The Festival Cup was a Scottish football tournament played in 2003 and 2004. Designed to tie in with the Edinburgh Festival, on both occasions when competed for it consisted of a single match between Edinburgh's two professional clubs, Heart of Midlothian and Hibernian.

==Concept and format==
The idea for a football tournament during the Edinburgh Festival was first mooted in early 2003, with the intention being to organise a three team tournament during the duration of the Edinburgh Festival. Initial proposals suggested a club from one of the cities with which Edinburgh has twinning agreements would be invited to compete with Hearts and Hibernian in a triangular tournament. As Edinburgh's twin cities include Munich, Florence and Kyiv, the local media speculated that a globally recognised team such as FC Bayern Munich, ACF Fiorentina or Dynamo Kyiv may play in Scotland's capital.

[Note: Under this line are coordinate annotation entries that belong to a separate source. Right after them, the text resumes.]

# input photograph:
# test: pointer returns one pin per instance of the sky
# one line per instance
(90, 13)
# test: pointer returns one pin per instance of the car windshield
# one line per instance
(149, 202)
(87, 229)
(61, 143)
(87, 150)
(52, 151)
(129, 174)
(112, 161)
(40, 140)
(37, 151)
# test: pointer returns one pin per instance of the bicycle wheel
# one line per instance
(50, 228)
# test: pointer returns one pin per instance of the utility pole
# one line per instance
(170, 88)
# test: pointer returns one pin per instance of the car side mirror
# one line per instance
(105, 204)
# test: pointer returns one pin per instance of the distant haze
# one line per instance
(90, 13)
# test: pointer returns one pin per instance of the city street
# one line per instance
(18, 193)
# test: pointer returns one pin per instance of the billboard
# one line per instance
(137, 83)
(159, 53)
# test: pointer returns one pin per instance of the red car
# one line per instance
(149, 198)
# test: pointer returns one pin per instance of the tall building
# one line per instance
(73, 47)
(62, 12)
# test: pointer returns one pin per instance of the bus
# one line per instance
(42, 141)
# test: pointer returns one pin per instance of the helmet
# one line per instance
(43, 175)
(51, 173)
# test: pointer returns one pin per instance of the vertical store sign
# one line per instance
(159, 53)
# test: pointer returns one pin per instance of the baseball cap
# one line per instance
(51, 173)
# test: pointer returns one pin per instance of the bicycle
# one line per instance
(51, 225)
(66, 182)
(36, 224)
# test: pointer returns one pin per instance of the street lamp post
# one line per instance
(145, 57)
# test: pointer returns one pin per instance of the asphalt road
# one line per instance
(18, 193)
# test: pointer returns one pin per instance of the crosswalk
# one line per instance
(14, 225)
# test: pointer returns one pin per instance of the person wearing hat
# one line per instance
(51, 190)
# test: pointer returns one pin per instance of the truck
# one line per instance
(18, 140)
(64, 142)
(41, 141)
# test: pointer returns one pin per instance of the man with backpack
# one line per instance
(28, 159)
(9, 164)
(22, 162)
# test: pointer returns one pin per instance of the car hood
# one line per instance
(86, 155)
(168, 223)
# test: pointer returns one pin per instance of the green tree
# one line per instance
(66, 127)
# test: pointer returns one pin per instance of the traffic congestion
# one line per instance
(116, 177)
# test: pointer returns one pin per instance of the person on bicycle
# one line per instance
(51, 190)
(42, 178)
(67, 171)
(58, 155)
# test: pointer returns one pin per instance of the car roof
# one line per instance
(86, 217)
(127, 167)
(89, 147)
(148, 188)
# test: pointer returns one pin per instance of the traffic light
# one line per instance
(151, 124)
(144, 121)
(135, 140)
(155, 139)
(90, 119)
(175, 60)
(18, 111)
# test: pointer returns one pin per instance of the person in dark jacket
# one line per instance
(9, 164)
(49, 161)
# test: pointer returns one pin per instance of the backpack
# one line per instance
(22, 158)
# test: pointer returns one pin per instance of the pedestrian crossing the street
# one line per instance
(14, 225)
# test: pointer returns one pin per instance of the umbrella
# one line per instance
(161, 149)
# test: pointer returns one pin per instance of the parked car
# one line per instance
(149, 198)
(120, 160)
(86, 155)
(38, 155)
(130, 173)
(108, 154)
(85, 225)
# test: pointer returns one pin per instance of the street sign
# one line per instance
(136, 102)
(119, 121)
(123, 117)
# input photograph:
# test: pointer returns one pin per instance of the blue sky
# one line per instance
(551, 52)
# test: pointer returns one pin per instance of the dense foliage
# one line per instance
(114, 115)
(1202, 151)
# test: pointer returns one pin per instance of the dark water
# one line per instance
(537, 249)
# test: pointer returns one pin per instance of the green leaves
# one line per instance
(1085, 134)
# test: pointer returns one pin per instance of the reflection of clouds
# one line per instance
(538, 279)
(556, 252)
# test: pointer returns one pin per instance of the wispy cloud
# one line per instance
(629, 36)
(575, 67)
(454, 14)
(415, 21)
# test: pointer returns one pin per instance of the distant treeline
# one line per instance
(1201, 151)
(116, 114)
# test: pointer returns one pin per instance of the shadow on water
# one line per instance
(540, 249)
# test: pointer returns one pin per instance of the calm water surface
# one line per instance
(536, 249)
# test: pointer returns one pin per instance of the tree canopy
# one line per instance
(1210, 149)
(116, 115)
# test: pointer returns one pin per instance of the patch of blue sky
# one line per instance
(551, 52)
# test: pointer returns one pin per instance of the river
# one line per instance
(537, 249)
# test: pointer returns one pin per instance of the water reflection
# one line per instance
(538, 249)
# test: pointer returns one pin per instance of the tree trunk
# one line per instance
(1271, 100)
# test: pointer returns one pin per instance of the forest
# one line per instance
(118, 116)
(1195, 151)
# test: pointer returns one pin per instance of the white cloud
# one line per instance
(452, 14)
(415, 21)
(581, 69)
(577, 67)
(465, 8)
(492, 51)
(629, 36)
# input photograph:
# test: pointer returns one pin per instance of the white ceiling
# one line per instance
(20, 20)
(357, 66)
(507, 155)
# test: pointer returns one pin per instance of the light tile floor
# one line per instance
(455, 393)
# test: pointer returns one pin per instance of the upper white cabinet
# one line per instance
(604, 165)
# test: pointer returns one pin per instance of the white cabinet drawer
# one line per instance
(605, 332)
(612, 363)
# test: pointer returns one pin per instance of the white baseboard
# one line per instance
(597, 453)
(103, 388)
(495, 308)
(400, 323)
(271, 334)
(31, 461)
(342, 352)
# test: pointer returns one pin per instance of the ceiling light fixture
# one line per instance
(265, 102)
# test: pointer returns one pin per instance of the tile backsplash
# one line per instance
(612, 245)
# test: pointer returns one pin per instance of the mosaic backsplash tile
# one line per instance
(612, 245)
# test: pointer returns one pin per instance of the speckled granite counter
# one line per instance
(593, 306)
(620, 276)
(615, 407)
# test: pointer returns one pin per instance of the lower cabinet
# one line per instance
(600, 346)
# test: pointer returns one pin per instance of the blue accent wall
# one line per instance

Eventually, though, organisers proved unable to attract a suitable foreign team and a single game format, comprising Hearts and Hibs, was agreed upon, with the clubs hosting the game in alternate years. The first event was scheduled for the Saturday before the start of the 2003-04 season.

==Tournaments==

----

==Demise==
Despite initial enthusiasm for the competition, logistical problems soon led to doubts over its future. The failure to attract any non-Scottish opposition reduced it merely to the status of an extra Edinburgh derby. The prominence of the first game was not helped by the Scottish Premier League scheduling a league derby would occur just two weeks after the Festival Cup, with both matches played at Easter Road.

The following year, pre-arranged friendlies and fixture congestion meant that the clubs found it difficult to find a suitable date within the Festival period. The international fixture weekend in early September was agreed upon, but this meant that both sides were missing players who were representing national teams, effectively reducing the game to little more than a reserve team fixture. Amongst the sides who played, Craig Sives and Calum Elliot had both yet to feature in the Hearts first team, while Hibs included untried personnel in the form of John Kane and Jay Shields.

Further fixture congestion resulted in the clubs failing to reach agreement upon a suitable date in 2005, and there has been no attempt since then to revive the competition.